Manufacturing In Mexico: China’s Rising Wage Tide Lifts Boats In Mexico

Manufacturing In Mexico is likely to be a far sturdier industrial ‘boat’ than many economists previously thought.  A recent study conducted by J.P. Morgan indicates that 10 years ago China’s wages were 237% less than Mexican workers.  That’s all changed now with an average manufacturer in Mexico closing the gap effectively to only 14% today.  Plus, with the continued high cost of trans-Pacific freight shipped from Asia to U.S. markets, Mexico is primed to capitalize on their proximity to American consumers.  This past year, Ford, Volkswagen, Mazda and Toyota have all made plans to expand auto production, with the aviation industry not far behind led by Airbus, Eurocopter and Bombardier.

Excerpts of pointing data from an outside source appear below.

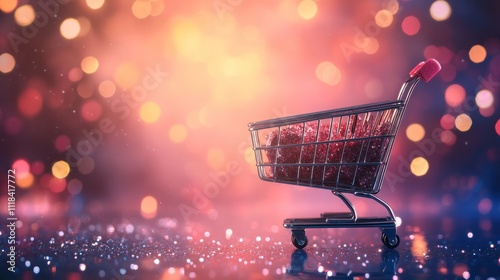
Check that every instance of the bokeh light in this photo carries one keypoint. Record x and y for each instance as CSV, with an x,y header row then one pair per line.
x,y
372,46
107,88
62,143
126,76
419,166
7,6
22,167
149,206
95,4
150,112
141,8
415,132
57,185
447,121
384,18
60,169
85,89
307,9
440,10
328,73
24,15
410,25
30,102
75,74
485,205
89,64
37,167
487,112
75,186
454,95
463,122
25,181
484,99
477,54
448,137
178,133
91,110
86,165
70,28
7,63
85,26
157,7
216,158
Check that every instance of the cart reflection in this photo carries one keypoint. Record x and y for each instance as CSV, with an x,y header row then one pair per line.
x,y
304,267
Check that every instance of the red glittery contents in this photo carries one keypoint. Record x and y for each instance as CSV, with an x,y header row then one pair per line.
x,y
341,158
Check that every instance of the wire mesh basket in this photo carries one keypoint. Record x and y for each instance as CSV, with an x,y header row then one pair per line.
x,y
343,150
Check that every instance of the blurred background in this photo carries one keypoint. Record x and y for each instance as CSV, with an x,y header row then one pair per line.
x,y
138,109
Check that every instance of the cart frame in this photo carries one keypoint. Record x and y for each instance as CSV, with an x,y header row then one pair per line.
x,y
383,112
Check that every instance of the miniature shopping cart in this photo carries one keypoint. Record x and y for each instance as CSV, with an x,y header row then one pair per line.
x,y
342,150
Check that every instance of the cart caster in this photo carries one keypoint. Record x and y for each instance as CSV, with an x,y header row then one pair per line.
x,y
391,244
299,239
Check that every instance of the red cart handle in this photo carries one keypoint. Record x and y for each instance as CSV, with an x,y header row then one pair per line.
x,y
426,70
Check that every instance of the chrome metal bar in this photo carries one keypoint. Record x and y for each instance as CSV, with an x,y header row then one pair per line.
x,y
348,204
378,200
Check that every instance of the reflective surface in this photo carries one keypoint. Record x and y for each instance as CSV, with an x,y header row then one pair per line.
x,y
437,248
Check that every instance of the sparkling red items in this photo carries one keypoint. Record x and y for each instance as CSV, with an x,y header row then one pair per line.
x,y
331,155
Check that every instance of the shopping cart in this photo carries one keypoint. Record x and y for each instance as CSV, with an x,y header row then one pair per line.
x,y
342,150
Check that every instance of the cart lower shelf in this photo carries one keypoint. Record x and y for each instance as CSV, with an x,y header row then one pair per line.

While market-watchers have renewed concerns about a new recession on the horizon, manufacturing in Mexico will still likely gain from increased production.  Capacity has swollen from 11.3% (in 2005) to 14% (2010) in import growth to the U.S. which is likely to continue as companies relocate to Mexican shores, according to Gabriel Casillas of J.P. Morgan.   Factor in the projected appreciation of the Chinese currency, Mexico remains a good bet for growth even if somewhat less than previously projected.  Still, the drug violence, both real and perceived, will necessarily have to be controlled and reduced in the long term.  Not entirely confined to border regions though predominately there, the cartels suggest ongoing risk to manufacturing in Mexico although the greatest share of industrial development is in the safe central region of the country.